Von Neugier geprägte Begegnung

Auf meditative, passenderweise eher zähflüssige Strecken ("phlegmatisch" heißt wörtlich schließlich "voll des Schleims") folgen kindisch ausgelassene, die man fast als Tanz bezeichnen könnte. Anfangs nutzt das Publikum die Möglichkeit, den Raum wie eine Installation zu durchwandern, noch eifrig, später lassen die meisten sich nieder: Es gibt eh immer und überall was zu sehen in diesem Wimmelbild. Die Details sind auch nicht wichtig, was zählt, ist das Ganze: die von Neugier geprägte Begegnung zwischen Mensch und Material, zwischen Körperkunst und Kunstschleim. Es flutscht.

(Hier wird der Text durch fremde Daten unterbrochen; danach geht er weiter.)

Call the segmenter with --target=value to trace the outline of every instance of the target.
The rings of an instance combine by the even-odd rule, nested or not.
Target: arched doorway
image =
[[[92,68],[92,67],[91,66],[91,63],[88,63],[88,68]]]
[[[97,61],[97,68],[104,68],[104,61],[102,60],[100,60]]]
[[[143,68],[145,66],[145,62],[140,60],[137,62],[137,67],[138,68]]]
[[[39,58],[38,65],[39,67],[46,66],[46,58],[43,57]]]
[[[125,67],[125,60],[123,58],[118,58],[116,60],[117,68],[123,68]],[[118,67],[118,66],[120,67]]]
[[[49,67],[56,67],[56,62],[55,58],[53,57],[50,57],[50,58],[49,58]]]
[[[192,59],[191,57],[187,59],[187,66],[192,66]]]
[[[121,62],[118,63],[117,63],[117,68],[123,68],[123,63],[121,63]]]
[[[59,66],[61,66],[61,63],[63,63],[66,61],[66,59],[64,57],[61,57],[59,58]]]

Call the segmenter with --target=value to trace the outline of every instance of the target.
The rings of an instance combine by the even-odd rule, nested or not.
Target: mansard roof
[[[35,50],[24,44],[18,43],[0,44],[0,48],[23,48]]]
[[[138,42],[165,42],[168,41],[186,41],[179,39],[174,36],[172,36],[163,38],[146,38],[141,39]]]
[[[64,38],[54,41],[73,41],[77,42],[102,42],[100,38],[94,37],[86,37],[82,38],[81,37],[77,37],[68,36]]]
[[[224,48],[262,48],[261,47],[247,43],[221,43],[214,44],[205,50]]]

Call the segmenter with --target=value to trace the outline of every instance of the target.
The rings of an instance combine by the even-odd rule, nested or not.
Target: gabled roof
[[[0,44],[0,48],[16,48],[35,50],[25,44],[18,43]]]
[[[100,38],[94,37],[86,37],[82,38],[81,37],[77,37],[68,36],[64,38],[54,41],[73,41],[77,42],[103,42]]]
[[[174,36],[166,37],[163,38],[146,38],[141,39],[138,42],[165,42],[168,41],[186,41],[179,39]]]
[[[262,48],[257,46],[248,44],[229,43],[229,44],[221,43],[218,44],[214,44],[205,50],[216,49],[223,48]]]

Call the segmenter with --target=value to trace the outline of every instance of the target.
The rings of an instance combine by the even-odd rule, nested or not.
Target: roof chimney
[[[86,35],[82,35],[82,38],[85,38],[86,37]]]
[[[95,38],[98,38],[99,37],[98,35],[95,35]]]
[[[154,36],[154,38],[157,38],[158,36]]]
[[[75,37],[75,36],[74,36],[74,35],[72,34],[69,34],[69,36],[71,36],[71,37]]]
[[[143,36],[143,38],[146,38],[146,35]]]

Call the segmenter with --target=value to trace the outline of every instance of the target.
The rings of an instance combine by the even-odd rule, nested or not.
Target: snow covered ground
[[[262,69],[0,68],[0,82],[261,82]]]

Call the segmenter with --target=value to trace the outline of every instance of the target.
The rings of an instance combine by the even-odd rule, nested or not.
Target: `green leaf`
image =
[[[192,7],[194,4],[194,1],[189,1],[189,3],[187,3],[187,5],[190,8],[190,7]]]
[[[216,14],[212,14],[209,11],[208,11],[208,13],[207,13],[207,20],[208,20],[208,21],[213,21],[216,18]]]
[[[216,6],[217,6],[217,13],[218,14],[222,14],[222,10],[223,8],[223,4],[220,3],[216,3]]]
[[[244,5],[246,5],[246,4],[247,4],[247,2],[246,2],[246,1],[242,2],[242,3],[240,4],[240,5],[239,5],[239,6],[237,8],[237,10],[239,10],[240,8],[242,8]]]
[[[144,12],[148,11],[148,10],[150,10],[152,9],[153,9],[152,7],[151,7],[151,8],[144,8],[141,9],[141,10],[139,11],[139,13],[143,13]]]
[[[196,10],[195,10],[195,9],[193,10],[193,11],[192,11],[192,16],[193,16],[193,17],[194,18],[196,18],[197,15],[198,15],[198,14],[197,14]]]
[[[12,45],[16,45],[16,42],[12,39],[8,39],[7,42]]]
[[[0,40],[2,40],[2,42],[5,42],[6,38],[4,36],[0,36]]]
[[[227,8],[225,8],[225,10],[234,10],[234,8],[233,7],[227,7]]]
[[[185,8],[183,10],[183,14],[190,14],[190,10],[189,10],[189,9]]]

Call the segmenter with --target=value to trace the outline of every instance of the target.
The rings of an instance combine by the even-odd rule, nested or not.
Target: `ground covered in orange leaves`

Dass die Vorstellung statt der angedrohten 100 nur 90 Minuten dauert, und das einschließlich der Einlassphase, verstärkt den Eindruck, einer runden, routinierten Uhlichiade beigewohnt zu haben – keinem großen Wurf, aber, nun ja, einem großen Auswurf. Als der gut gelaunte Premierenapplaus aufbrandet, sitzt der Mann in der Mitte immer noch da. Er hat sich kein einziges Mal vom Fleck bewegt.

 

Gootopia
von Doris Uhlich
Uraufführung
Choreografie: Doris Uhlich, Konzeptentwicklung: Doris Uhlich, Boris Kopeinig, Bühne: Juliette Collas, Philomena Theuretzbacher, Kostüme: Zarah Brandl, Sound: Boris Kopeinig, Licht: Phoenix (Andreas Hofer), Gerald Pappenberger.
Mit: Pêdra Costa, Ann Muller, Andrius Mulokas, Emmanuel Obeya, Camilla Schielin, Grete Smitaite.
Premiere am 15. Oktober 2021
Dauer: 1 Stunde 30 Minuten, keine Pause

www.tqw.at
www.dorisuhlich.at

 

 

Kritikenrundschau

"Doris Uhlichs Humor kommt ganz ohne Zynismus aus. Dafür testet die Künstlerin Grenzen aus, löst beengende Normen auf – etwa, wenn sie zum Fetttanz einlädt – und stellt freundliche Bühnengemeinschaften her", berichtet Helmut Ploebst im Standard (16.10.2021). An diesem Abend "entstehen einige überraschende Momente, und im Lauf des Stücks verschwindet jede Erinnerung an das Unappetitliche, folglich aber auch die Ambivalenz des Materials", und daher werde "Gootopia" dann "bald allzu eindeutig und beliebig. Hundert Minuten Herumspielen mit ein und demselben nassen Batz ist sicher lehrreich und unterhaltsam. Aber herausfordern muss man sich mit der Zeit schon selbst."

An ein "Stationentheater" fühlte sich Verena Franke in der Wiener Zeitung (18.10.2021) erinnert: "Die Zuseher wandern umher, können die unterschiedlichen Aktionen von allen Seiten betrachten. Manch einer bleibt lieber in der Entfernung sitzen." Es werde "geklatscht, geschmatzt, die glibberige Masse auf Körpern und Boden verteilt und an Wände geklebt", aber "poetische Momente" seien eher die Ausnahme.